I see now that it is not a fallacy. I couldn’t quite put my finger on it before, so I hedged and referred to it as “fallacy/reasoning”, in case one term was more right than the other
I realize that my initial example was incomplete. It did not account for a variable effect of pollution depending on existing environmental levels, ie. being above or below “pollution harm thresholds”. As has been pointed out, Person A willing to drive when pollution levels are low, and NOT willing to drive when pollution levels are high, is being inconsistent IF their primary argument for whether or not to drive is based on their absolute emissions contribution (otherwise, if they were anti-emissions, they would just never drive).
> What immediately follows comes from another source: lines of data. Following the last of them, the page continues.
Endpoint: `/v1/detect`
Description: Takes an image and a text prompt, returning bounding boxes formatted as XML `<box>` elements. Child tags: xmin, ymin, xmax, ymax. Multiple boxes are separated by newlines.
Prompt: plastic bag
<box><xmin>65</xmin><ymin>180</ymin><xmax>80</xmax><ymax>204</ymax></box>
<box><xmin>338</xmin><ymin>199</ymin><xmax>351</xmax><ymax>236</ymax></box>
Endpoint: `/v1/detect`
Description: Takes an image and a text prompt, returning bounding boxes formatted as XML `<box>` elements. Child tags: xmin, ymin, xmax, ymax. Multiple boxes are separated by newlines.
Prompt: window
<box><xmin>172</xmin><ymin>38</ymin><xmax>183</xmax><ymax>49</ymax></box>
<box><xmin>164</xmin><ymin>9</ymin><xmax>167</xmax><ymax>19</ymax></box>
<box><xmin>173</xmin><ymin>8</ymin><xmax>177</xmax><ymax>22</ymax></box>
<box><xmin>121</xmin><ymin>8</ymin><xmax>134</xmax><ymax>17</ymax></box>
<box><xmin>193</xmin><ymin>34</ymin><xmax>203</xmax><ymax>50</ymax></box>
Therefore, if Person A is consistent in their policy, there must be a deeper argument as to why they’re willing to drive in certain scenarios; yes to driving when environment is below threshold, no to driving when environment is above threshold (or some other unnamed reason). That was my missing link.
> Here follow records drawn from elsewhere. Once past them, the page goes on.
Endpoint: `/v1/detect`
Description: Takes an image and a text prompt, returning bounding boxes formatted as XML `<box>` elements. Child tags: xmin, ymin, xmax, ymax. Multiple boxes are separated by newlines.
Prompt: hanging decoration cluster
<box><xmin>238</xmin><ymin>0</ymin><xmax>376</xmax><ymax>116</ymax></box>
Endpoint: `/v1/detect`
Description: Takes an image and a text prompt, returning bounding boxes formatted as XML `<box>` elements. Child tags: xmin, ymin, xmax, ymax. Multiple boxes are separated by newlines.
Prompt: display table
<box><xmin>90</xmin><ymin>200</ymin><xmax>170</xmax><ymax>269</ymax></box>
My original motivation for asking is because I’ve been recently questioning whether I’d follow my current policies, in different variations of our current world. I play around with different variables to see what has a large influence on my outlook.
The above example is an extension of the thought - “What would I do with my car if I relocated to NYC? It’s so polluted there already…”
More examples - I’m just blabbing on about my thoughts now:
“If I was going to get another dog today, I would adopt one from a shelter. But, what if we lived in a world where there was ONLY one shelter dog per state (due to responsible pet owners/breeders), instead of the thousands, like now?” - Would I base my decision on:
- Absolutes: “A dog saved is a dog saved, so yes, I’d still adopt from the shelter”)
- Relative to the situation, #1: “Sheltered dogs aren’t so much of a problem, so I will not adopt from the shelter, and I will buy a dog from a breeder instead. Besides, chances are high that someone else might adopt the lone dog”
- Relative to the situation, #2: “If I adopt this dog, I can reduce the number of homeless dogs by 100%, so heck yes I will!”
I do the same thing with:
- Voting (all sorts: political, as a shareholder, at work, etc.) Should I? My one vote seems so insignificant. At what population would I consider my vote significantly influential so that I would vote nearly 100% of the time?
- Eating meat. How poorly/inhumane would animals have to be raised/harvested for me to stop eating meat? How do I feel about the effects on the environment? Would it even make a difference if I stopped?